At the heart of this proposal is the thesis that, overall, because they promote each of the foregoing tenets of an ideal tax structure, consumption taxes, which are broad-based and free of many exemptions, offer what is, easily, the best approach to generation of public revenues. That is, they are simple to administer and with which to comply, highly stable in revenue yield (particularly compared to taxes on profits and income) and neutral in terms of resource allocation. Moreover, due to its automatic inclusion in the total charged price, a consumption tax is not only easier and much cheaper to administer but, as a further practical matter, is likely to encounter far less taxpayer resistance than a tax where a form has to be filled out and accompanied by a check written and mailed to the government (e.g. the income tax).1

As challenges, to the desirability of using a broad-based consumption tax, to achieve those policy ends, there are typically three major objections raised. First, it is argued that broad consumption taxes should not be adopted because they have a highly regressive impact when applied to purchases of life necessities (e.g. food, clothing, medicine, healthcare services, utility and transportation services) by low income persons. Of course, in that undeniable social policy drawback of a consumption tax is also found tacit recognition of two of its intrinsic functional advantages: to-wit, as a transactional excise tax collected by the vendor, it is both immediately transparent and inherently self-assessing in its operation. Thus, the customer’s decision to purchase is also his or her decision to be taxed.
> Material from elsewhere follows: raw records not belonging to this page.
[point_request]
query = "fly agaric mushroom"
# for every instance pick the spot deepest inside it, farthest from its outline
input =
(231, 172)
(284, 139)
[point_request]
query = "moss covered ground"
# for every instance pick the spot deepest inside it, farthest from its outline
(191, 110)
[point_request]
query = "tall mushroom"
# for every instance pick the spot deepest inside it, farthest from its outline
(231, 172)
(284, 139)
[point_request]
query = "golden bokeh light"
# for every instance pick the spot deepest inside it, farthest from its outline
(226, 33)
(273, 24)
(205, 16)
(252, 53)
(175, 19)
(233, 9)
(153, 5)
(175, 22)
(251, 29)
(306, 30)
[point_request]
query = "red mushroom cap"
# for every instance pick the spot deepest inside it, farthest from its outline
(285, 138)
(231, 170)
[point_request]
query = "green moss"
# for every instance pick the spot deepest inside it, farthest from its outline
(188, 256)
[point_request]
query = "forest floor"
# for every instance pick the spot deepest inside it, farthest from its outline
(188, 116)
However, if we can assume full amelioration of the regressive aspects of a consumption tax, as is the case with the Fair 55 Tax Reform Plan© (see, Section D infra), a principled argument can be made that, as a result of such immediate self-assessment, such a tax is a far more efficient and choice-honoring way to measure and implement the ability-to-pay policy objective than is the convoluted, loop-hole riddled income tax, even with its nominally progressive rate structure. That is, as long as a consumption tax does not apply to purchases of life’s necessities by low-income individuals, who better to determine the taxpayer’s “ability to pay” than the taxpayer in making his or her own decision to purchase goods and services?
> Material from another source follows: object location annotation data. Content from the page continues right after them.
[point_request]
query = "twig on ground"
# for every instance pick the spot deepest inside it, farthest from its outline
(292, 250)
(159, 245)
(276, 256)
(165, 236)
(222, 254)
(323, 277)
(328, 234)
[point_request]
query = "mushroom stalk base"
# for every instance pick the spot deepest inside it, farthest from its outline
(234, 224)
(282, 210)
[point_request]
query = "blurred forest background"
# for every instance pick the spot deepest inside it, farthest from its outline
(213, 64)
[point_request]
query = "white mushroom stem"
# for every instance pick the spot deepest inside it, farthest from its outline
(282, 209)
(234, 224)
Indeed, in his September 20, 2016 presentation to the Legislature’s Joint Select Committee on Tax Reform, Tax Foundation policy analyst, Jared Walczak, indicated that a consumption tax with a “[b]road base permits lower rates and shifts [the economic burden] toward higher-income individuals even without exemptions for select goods.” That is so because, since higher-income individuals have more disposable income to spend, by taxing the purchase of a broader array of goods and services, such individuals will contribute more to the public treasury. 2

Of course, if, as anticipated, implementation of the Fair 55 Tax Reform Plan© has a broad economic stimulus effect, that will be the primary reason the Plan ultimately provides West Virginia with a larger, more stable tax base. Specifically, as the economic modeling required to precede final adoption of this plan is expected to show, the overall stimulus of its key elements should readily satisfy the goal of promoting economic growth in all business sectors, regardless of any shifts of relative burdens among them to achieve the neutrality which the current system woefully lacks. 3

In addition to contentions about being inherently regressive, the second, of the typical major policy challenges to a consumption tax, is the practical economic claim of disadvantage to in-state vendors when their competitors across a state border are not required to charge a tax on the same item of consumption if it has been made taxable when sold here. The manner, by which the Fair 55 Tax Reform Plan © not only addresses, but fully mitigates, the effects of both these two purported reasons, not to adopt a broad-based consumption tax, is fully described in Section D., infra. Those measures entail both targeted relief, and a simple border-neutralizing use tax enforcement provision.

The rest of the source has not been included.